Currently, there are 86 native languages with 364 dialects spoken in Mexico, but the National Institute of Indian Languages stated last Tuesday that number may soon decrease even further. According to a report by the Associated Press, 64 native tongues are “at high risk” of dying out. Though the country’s constitution recognizes the right of indigenous people to speak their own language, Spanish is culturally dominant.

Javier Lopez Sanchez, who leads the institute, told the AP that as a result, “There are entire communities where the children don’t speak their Indian language.”

Language expert Francisco Barriga says that reversing the decline means improving the visibility of the endangered languages:

“Children … turn on the television, go to school, they try to integrate themselves, and Spanish is omnipresent. The key issue is to make Indian languages present in the media.”

Meanwhile, linguist Juan Bueno Holle, of the University of Chicago, said that some communities have maintained pride in their language despite marginalization:

“There are definitely other circles where it’s very prestigious to speak, and to speak it well, and not mix Spanish…Everyone that I’ve been in touch with has been very eager to share.”

The key, as always, is to make sure that the language maintains its prestige among children as well as adults. When it comes to language preservation, “Children are the future” is much more than a cliché.


Documentary Preserves a Dead Language

A while back, we wrote about the last two speakers of Mexico’s Ayapaneco language. Although the two elderly gentlemen, Manuel Segovia and Isidro Velazquez, share a native language, they haven’t spoken in decades.

Now, a new documentary, Lengua Muerta, will preserve the sounds of the language indefinitely.

Director Denisse Quintero told Fox News that at the moment, Ayapaneco, also called Ayapa Zoque, is the world’s most endangered language:

“We’re beginning to investigate and we’re discovering that it is the language that is vanishing most rapidly in Mexico and worldwide. It’s the one with the fewest speakers, just two, and they’re elderly. When they die, it will practically cease to exist.”

Producer Laura Berron admitted that saving the language is impossible at this point, but told Fox that she thought it was important to preserve a record of it anyway:

“It’s not a rescue, but rather it consists of creating an audiovisual registry, a memory, so that other generations can have access to it, given that it’s very difficult to rescue the language.”

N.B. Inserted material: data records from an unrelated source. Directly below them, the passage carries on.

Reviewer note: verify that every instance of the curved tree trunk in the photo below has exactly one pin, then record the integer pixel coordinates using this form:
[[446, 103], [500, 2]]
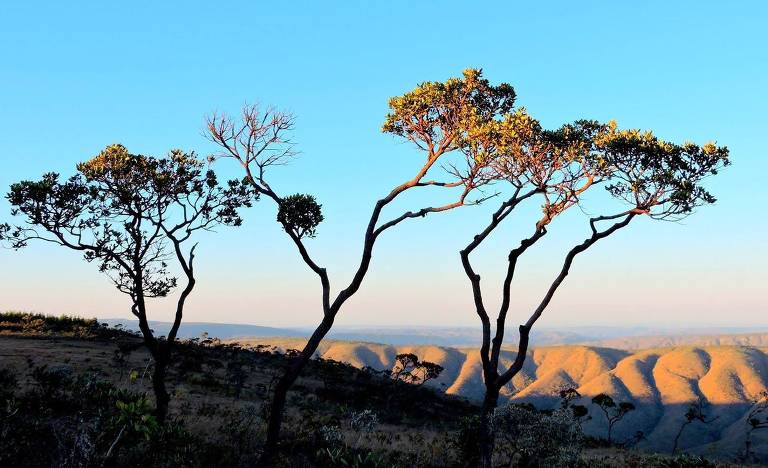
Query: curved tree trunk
[[162, 398], [487, 435], [277, 406]]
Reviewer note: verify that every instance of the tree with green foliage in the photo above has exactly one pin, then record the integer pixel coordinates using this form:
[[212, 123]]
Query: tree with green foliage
[[132, 215], [652, 178], [441, 119]]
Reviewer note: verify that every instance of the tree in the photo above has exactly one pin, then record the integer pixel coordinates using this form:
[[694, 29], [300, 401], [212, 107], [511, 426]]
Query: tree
[[613, 412], [442, 120], [528, 437], [409, 369], [757, 419], [695, 412], [655, 178], [132, 215], [580, 413]]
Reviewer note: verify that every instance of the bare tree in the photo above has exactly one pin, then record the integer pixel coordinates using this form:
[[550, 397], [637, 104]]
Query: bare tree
[[132, 215], [439, 118], [695, 412], [655, 178]]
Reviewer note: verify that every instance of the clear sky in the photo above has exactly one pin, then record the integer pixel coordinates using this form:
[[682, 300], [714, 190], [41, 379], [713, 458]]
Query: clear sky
[[75, 77]]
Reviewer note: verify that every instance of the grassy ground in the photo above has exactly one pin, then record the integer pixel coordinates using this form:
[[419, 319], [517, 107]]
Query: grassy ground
[[77, 401]]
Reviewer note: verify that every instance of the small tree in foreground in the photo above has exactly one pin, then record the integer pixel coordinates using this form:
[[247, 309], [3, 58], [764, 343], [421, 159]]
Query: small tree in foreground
[[442, 120], [651, 177], [528, 437], [695, 412], [132, 215], [613, 412], [409, 369]]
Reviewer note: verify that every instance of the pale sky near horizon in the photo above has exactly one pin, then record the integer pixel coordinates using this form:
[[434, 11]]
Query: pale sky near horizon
[[74, 79]]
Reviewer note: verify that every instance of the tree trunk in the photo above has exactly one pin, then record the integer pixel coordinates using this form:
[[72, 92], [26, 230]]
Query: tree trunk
[[487, 435], [162, 398], [277, 408]]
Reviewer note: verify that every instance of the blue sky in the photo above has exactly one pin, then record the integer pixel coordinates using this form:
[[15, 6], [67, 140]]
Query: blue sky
[[74, 79]]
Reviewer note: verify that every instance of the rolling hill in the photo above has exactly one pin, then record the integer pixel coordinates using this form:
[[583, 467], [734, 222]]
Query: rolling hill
[[661, 382]]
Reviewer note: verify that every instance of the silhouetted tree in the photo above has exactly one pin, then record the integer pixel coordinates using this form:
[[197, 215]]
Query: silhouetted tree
[[655, 178], [409, 369], [613, 412], [695, 412], [580, 413], [132, 215], [439, 118], [757, 419]]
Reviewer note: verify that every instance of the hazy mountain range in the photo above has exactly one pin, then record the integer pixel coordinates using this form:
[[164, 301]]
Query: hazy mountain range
[[660, 373], [661, 382], [614, 337]]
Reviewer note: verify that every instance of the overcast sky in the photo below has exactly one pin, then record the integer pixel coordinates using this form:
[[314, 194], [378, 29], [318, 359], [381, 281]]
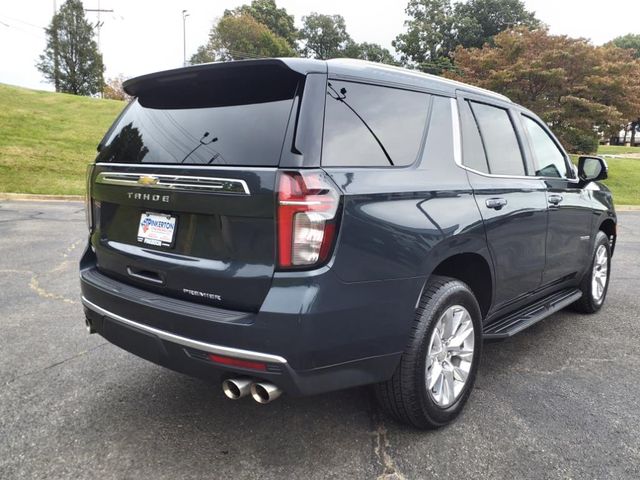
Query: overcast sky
[[142, 36]]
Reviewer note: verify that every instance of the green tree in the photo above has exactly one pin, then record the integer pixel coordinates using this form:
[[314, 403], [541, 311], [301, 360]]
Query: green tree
[[428, 38], [202, 55], [630, 40], [436, 27], [369, 51], [71, 60], [275, 19], [239, 36], [580, 90], [476, 22], [114, 90], [324, 36]]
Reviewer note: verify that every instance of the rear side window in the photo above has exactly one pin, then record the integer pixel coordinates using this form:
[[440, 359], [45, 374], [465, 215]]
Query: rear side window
[[473, 155], [499, 140], [236, 119], [372, 126]]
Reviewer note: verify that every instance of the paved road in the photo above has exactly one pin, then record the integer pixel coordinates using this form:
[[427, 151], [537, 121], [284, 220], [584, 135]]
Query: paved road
[[561, 400]]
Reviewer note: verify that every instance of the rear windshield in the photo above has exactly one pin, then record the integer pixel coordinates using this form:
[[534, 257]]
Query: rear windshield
[[226, 120]]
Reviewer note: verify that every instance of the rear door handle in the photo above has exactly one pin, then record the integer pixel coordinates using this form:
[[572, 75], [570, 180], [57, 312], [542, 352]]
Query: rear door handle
[[555, 199], [496, 203], [146, 275]]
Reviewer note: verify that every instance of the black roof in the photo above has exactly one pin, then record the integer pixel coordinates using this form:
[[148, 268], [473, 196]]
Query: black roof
[[341, 67]]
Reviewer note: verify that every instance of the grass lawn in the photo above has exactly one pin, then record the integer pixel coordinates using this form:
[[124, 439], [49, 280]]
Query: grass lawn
[[47, 139], [617, 150]]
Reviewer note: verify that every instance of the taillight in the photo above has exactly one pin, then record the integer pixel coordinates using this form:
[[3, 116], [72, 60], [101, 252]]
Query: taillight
[[307, 209], [87, 198]]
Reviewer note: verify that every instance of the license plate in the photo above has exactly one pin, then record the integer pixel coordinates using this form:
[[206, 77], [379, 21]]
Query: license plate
[[157, 229]]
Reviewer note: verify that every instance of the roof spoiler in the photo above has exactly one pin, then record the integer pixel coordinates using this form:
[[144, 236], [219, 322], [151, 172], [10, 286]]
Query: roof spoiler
[[206, 71]]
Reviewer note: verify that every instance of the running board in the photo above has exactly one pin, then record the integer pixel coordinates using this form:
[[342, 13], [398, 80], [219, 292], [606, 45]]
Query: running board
[[513, 323]]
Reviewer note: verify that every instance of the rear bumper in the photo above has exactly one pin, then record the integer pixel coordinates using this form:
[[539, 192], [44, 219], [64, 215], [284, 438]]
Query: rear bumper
[[310, 342]]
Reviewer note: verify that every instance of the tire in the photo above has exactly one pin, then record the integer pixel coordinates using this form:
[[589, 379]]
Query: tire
[[592, 297], [406, 397]]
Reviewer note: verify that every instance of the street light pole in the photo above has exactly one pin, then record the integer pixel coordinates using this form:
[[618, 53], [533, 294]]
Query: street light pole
[[184, 38]]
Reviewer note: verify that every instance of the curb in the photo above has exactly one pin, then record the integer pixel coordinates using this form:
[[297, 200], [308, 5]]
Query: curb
[[38, 197]]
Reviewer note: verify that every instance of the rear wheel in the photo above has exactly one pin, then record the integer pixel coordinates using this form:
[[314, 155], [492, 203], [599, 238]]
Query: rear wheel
[[595, 283], [437, 371]]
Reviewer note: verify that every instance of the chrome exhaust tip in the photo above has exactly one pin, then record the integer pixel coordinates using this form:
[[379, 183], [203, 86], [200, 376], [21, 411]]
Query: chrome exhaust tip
[[236, 388], [265, 392], [88, 326]]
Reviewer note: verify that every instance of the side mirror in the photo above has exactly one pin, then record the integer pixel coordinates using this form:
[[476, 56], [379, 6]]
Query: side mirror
[[591, 169]]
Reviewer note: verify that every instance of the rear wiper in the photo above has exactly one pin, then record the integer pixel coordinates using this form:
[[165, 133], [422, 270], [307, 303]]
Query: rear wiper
[[341, 98], [201, 143]]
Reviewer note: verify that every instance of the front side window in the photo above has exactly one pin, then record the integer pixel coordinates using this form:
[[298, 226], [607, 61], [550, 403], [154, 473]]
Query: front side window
[[549, 160], [372, 126], [499, 140]]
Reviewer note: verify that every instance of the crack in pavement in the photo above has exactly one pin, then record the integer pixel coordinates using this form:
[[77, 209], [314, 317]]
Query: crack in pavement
[[381, 447], [56, 364]]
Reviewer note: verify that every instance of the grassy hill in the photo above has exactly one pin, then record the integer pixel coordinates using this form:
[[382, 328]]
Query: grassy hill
[[47, 139]]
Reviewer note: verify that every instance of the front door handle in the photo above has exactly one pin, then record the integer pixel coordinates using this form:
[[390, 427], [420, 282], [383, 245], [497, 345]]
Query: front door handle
[[496, 203], [555, 199]]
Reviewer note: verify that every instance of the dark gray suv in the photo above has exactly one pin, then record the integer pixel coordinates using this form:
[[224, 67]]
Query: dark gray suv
[[302, 226]]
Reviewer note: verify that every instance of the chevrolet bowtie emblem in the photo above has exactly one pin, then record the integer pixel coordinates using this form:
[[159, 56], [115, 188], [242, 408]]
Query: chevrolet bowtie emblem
[[148, 180]]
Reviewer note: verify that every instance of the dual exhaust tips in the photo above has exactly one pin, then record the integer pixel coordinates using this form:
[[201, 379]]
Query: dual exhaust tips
[[261, 392]]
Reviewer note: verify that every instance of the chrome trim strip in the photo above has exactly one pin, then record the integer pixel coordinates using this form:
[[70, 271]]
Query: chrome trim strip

The only tiny glimmer of hope for the language is Manuel Segovia’s 30-year-old son. Named after his father, he is also trying to carry on with the Ayapaneco language. However, he didn’t learn it as a child so it’s difficult now.

Social stigma was the main thing that drove Ayapaneco to its grave, Segovia’s son told the Latin American Herald Tribune:

“When this language is spoken many people make fun of it or give it nicknames, or they even tell you that only Indians speak that language, and here the word Indian for some people is an insult, a symbol of humiliation.”

The producers hope that Lengua Muerta can be shown as a sort of cautionary tale to indigenous communities facing similar challenges, to inspire them to value their own culture more highly before it becomes too late.

Oaxaca Indigenous Language

The state of Oaxaca is home to 53 percent of Mexico’s indigenous population. Approximately 1,091,502  people in Oaxaca speak an indigenous language in addition to, or instead of, Spanish. The native people of this region have clung fiercely to their ancient traditions and cultures, assisted by the rugged, mountainous terrain that has historically shielded them somewhat from the outside world.

In the past, indigenous Oaxacan parents often chose to home school their children, teaching them practical skills and traditional arts and crafts, rather than send to schools where they would be taught exclusively in Spanish. However, a recent article from the Guardian points out that this strategy is no longer working, and has in fact become counterproductive:

“Self-sufficiency is the historic norm in Oaxaca, but in recent decades as rural life has become increasingly entretejidos – interwoven – with the modern market economy, Zapotec children who have not gone to school are finding themselves on the wrong side of an urban-rural education divide that excludes them from employment and contributes to deepening poverty.”